Graph skills are critical in AP Economics—they appear in multiple-choice questions and are often required in free-response answers. Tutors can teach you a systematic approach: clearly label axes, show shifts in curves with arrows, identify equilibrium points, and explain what each change means economically. Regular practice with supply-and-demand graphs, production possibilities frontiers, and macroeconomic models like the Phillips Curve helps build fluency. The goal is to move beyond mechanical drawing to truly understanding what graphs represent and how to use them to support economic arguments.
AP offers separate exams for Microeconomics and Macroeconomics, so you'll typically focus on whichever your school offers (though some students take both). If you're preparing for one exam, concentrate fully on that curriculum. However, understanding the relationship between micro and macro concepts—like how individual consumer choices aggregate to affect national demand—strengthens your overall economic reasoning. A tutor can help you see these connections and avoid confusing concepts between the two courses, which is a common source of errors on the exam.

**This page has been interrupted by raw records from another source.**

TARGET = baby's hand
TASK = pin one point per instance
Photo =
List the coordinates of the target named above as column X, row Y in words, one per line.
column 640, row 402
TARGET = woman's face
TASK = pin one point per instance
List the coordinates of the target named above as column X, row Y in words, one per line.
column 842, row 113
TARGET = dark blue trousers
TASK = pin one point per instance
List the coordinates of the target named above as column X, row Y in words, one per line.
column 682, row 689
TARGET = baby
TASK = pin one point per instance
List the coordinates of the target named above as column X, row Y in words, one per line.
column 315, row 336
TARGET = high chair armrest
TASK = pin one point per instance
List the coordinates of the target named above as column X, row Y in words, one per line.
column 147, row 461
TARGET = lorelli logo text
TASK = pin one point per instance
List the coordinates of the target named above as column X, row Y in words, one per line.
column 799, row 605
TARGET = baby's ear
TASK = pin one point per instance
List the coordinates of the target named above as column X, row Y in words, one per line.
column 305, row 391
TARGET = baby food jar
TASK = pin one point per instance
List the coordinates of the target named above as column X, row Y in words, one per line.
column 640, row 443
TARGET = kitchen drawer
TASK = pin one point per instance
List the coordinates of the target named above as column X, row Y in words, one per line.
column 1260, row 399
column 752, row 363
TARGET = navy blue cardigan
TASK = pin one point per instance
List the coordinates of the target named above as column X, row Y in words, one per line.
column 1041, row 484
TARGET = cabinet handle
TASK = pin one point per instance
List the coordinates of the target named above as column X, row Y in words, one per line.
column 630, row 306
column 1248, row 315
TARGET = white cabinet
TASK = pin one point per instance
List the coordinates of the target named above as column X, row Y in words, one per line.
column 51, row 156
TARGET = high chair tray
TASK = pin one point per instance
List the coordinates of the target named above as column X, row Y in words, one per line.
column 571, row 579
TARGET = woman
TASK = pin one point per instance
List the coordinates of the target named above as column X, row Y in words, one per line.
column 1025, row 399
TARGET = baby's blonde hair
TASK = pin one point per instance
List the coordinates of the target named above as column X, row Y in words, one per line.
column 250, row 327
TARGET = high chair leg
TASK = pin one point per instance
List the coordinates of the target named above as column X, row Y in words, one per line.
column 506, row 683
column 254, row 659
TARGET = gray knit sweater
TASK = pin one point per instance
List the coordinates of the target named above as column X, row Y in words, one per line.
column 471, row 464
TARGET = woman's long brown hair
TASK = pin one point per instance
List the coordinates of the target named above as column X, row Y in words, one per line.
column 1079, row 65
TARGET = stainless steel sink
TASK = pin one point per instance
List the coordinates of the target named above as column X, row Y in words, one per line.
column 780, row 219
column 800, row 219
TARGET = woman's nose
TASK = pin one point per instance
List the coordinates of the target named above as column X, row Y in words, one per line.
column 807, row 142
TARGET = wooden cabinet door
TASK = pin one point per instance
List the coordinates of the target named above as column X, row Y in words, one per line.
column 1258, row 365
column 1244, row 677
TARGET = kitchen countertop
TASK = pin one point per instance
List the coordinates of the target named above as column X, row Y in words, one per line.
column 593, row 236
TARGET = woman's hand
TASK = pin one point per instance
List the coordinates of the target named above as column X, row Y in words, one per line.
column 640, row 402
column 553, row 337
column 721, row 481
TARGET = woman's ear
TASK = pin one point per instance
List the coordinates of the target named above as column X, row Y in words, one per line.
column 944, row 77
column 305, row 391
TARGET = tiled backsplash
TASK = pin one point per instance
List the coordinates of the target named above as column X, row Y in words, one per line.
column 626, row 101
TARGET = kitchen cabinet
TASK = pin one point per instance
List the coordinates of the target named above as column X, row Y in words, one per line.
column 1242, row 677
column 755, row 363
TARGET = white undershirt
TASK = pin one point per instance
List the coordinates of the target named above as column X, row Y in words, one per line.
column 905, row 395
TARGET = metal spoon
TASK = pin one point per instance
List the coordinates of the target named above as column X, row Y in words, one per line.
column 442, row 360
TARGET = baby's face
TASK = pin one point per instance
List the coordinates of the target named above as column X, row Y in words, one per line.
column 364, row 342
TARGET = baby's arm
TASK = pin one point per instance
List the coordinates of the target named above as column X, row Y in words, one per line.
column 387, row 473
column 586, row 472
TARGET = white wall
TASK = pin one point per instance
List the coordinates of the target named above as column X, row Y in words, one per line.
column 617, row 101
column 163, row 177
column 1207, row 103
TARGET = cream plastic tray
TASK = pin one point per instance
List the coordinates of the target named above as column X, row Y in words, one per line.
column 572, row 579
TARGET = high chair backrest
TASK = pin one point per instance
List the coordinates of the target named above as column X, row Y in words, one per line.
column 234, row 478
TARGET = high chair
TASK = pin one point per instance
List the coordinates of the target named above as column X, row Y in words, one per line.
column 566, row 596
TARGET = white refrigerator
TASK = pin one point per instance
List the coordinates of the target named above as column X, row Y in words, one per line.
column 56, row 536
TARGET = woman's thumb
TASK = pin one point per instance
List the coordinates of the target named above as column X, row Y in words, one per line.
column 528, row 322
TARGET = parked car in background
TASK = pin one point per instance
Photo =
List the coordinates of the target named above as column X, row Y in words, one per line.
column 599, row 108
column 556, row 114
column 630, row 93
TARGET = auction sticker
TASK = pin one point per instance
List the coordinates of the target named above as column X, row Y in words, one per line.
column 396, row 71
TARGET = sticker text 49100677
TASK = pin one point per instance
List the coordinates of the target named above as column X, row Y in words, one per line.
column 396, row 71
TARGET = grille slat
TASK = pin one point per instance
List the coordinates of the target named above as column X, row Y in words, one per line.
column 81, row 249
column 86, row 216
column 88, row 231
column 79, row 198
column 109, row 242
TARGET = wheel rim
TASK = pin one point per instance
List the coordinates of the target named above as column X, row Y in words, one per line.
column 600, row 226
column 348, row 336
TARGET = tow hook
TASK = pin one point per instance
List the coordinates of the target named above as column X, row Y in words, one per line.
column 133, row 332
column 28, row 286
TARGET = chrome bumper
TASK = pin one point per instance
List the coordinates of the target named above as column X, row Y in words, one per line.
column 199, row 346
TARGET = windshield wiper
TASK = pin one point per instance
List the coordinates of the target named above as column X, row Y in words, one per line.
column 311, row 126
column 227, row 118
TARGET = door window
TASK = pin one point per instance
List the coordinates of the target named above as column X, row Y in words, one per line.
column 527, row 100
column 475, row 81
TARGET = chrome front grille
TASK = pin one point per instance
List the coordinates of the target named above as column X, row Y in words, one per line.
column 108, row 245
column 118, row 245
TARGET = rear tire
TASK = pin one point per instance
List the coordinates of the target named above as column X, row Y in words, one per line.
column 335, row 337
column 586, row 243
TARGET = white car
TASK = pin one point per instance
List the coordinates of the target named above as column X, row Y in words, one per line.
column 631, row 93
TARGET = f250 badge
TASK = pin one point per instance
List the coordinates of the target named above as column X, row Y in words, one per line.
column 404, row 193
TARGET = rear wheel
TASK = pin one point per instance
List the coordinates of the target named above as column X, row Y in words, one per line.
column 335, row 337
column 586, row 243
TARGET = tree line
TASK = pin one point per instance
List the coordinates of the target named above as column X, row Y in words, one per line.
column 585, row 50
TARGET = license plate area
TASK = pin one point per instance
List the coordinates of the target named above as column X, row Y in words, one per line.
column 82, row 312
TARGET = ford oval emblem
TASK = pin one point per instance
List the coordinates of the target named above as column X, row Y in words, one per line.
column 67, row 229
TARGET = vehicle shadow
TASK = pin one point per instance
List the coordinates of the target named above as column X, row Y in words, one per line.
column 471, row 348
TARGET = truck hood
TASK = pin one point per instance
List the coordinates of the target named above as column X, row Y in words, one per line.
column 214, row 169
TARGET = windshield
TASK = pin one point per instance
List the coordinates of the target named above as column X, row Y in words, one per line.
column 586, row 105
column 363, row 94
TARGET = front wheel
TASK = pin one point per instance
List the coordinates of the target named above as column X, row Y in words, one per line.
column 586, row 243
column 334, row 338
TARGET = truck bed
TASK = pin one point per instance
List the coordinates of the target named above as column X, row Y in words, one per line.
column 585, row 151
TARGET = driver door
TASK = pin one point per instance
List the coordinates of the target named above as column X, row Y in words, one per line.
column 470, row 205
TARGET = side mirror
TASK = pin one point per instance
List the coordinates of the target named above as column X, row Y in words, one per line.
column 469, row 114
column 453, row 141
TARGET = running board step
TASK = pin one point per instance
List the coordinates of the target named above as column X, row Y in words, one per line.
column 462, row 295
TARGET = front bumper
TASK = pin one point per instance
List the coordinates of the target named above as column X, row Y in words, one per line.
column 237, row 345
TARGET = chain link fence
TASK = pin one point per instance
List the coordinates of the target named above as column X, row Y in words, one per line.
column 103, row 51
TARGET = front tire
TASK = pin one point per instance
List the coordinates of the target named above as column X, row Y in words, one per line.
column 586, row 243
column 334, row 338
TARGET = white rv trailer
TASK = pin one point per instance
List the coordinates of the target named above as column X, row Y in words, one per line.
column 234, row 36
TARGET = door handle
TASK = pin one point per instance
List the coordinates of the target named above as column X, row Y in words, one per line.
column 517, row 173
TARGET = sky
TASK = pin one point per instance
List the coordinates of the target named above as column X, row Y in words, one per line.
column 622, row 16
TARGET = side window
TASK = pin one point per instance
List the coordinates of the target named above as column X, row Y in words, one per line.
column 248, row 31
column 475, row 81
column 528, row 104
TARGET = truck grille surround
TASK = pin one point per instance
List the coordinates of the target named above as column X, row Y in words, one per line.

Ideally, start tutoring early in the school year or as soon as you notice specific topics becoming difficult—waiting until a few weeks before the exam limits how much progress you can make. If you're preparing for a May exam, beginning in January or February gives you time to build a solid foundation, identify weak areas, and do meaningful practice. For students taking the exam in May, even 8-10 weeks of regular tutoring focused on problem areas can lead to meaningful score improvement through targeted review and practice.